Publication: The Times
Painter and printmaker Ray Richardson grew up in Woolwich, South East London, and trained at Goldsmith’s College, where he was a contemporary of Damian Hirst, amongst others.
His cultural points of reference have remained close to his home patch, which he has explored in an extensive series of quasi-filmic narratives, over the past few decades. If there was an artist amongst the cast of Eastenders, he might manifest as Richardson, or a close approximation of him.
He’s definitely a geezer, and his themes are the geezer’s world – dogs (in particular the English bull-terrier), race horses, barber’s shops, groups of people in cars.
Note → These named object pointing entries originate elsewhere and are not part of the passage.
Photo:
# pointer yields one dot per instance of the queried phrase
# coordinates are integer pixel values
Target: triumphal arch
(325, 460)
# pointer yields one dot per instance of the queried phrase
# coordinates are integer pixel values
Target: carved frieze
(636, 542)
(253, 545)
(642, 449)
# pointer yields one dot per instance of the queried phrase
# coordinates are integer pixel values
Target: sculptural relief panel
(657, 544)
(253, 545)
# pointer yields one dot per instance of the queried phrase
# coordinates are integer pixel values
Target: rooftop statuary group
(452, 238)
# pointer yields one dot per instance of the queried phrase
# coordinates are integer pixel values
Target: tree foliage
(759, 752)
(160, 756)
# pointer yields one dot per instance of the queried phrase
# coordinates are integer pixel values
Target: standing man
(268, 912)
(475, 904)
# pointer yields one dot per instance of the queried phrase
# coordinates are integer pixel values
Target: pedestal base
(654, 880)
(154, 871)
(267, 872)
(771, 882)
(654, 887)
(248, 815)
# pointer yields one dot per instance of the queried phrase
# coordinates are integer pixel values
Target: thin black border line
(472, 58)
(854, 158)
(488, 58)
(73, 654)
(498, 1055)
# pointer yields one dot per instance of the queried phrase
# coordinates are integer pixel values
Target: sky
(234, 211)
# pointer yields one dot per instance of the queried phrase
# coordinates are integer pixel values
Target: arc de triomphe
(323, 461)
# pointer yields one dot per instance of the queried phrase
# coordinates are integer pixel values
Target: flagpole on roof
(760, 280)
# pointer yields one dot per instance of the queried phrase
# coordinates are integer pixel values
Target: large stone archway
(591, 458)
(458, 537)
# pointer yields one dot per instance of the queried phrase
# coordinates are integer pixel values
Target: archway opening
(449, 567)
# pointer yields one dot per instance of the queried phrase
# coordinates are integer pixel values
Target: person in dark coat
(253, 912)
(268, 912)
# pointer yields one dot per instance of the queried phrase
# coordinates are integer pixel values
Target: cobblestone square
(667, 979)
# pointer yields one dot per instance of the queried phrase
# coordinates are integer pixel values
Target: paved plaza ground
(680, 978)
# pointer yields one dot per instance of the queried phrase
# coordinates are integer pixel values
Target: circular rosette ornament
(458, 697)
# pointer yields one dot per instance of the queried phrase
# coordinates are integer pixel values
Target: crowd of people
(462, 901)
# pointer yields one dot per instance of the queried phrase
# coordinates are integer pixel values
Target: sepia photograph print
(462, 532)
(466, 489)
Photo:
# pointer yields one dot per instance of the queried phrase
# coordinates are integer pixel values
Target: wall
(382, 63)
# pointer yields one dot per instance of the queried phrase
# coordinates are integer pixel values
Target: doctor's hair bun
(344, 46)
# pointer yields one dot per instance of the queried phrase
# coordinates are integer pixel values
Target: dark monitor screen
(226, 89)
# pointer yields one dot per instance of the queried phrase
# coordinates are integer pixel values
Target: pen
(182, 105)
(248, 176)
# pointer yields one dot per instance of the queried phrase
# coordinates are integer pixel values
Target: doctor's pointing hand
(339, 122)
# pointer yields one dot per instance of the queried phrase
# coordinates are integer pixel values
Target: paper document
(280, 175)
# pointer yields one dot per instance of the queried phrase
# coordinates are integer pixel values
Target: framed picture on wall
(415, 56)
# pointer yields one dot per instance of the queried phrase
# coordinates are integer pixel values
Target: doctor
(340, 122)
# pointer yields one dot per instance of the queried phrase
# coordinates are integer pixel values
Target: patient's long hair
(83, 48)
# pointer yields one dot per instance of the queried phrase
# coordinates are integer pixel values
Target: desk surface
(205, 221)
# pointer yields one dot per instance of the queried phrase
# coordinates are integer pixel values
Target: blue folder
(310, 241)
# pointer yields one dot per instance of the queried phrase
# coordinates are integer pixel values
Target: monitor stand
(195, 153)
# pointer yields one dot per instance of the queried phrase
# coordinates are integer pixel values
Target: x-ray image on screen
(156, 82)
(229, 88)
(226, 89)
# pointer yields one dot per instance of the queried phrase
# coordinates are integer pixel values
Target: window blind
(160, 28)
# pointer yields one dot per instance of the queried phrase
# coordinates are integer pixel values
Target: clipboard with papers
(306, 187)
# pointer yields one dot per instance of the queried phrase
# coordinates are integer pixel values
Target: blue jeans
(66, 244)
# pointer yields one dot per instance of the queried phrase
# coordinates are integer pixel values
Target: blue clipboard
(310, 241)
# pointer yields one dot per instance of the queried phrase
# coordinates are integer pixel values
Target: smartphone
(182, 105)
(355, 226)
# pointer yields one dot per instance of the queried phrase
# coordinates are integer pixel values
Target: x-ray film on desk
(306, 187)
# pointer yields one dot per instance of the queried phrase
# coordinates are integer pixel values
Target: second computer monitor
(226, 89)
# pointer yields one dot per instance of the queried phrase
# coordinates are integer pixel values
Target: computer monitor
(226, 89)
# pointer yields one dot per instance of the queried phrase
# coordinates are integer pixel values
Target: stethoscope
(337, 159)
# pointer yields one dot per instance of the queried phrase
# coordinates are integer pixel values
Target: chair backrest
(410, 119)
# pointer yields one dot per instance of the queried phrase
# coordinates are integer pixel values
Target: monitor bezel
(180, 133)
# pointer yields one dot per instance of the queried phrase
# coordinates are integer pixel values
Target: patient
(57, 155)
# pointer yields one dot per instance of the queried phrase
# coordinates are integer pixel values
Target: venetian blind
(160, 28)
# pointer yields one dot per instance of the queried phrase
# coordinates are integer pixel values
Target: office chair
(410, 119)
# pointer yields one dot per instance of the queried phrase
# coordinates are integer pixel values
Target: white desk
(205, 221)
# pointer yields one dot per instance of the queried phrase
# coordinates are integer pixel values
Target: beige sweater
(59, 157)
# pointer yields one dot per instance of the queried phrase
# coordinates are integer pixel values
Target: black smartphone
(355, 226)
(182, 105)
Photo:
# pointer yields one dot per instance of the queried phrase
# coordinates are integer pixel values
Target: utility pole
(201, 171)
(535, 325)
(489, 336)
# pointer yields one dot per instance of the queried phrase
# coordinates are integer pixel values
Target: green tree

His cast of characters includes boxers, former rugby players, other geezers with wide sideburns and comb-overs – and there are plenty of Stetsons and the occasional sunset, as the title of the show suggests.
With titles such as Roadtrip, Sweet Thing, Shadow of the Sun, Searching for the Young Soul Rebels, which conjure this milieu perfectly, Richardson also pays tribute to some of his musical influences – among them, Van Morrison, Paul Weller, The Clash and Dexys Mignight Runners.
Richardson has been described as Peter Howson with a sense of humour – and that’s just about right. Whereas Howson’s ‘gritty’ urban imagery is streaked with fear and neurosis (witness his ‘yobs with dogs’), Richardson somehow manages to convey a lighter mood, dwelling on the everyday as a source of celebratory motifs and situations.
Some of his work (Fish out of Water, Come on You Cowards) is at times rather too sketchy and he does not always seem in command of his medium – this applies in particular to his etchings. He is on stronger form with his more recent paintings, which show a great deal of skill, both compositionally and in the handling of paint. Witness for example, the panoramic All the Fun of the Fair, which clearly celebrates the cinematic format. In other painted canvasses, there’s a clear debt to the US painter, Ewdard Hopper, whose subject matter also included lighthouses, diners and solitary characters.
Richardson’s popularity (well deserved and hard-earned) stems from the closeness of the artist to his subject matter and the way in which he defines the artist, not as a distant observer, but a close participant in the life and lives he so ably describes.